Jan 17, 2013 7:23 PM by Erika Flores
TUCSON - In Tucson strangers come up to hug and to cry.
It's something Pam Simon and other January 8 survivors have gotten used to--the support of Tucsonans.
"Very positively coming together with love and warmth," said Simon.
It's something Simon and Roxanna Green, mother of the youngest January 8 victim, wanted to share with Newtown.
"It's a reality, so how can we move forward from that tragedy and make a difference," Simon.
One way they've decided to make a difference is by lobbying for more gun control.
"People are often resistant to change even if it is a positive change, so we need to make room for dialogue," said Simon.
That mission took them to Walmart where they delivered a petition with over 300,000 signatures asking the corporation to stop selling assault rifles.
"We don't think it's appropriate to sell strollers on one aisle, car seats on that same aisle and then two to three feet over to sell military style weapons," said Green.

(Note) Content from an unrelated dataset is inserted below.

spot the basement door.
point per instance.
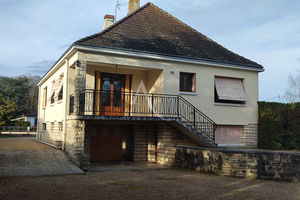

Some agree with Green and Simon.
"I think it's a military weapon, and it should be left in the military," said Tucsonan Dan Johnson.
Others not so much.
"Even though they have a bad (reputation), I don't think they should be completely banned," said Mike Hayden.
Hayden said the survivors should spend their energy elsewhere.
"It's a terrible tragedy, but still it was just an individual who caused it, and we need to get to the root of the problem which isn't really guns, it's mental health issues," said Hayden.
Addressing mental health issues is also on the womens' agenda...anything that could help keep tragedies like January 8 or Newtown shootings from happening again.
"I want to make sure that none of the little innocent children died in vain, so I'll fight as long as it takes until we have change," said Green.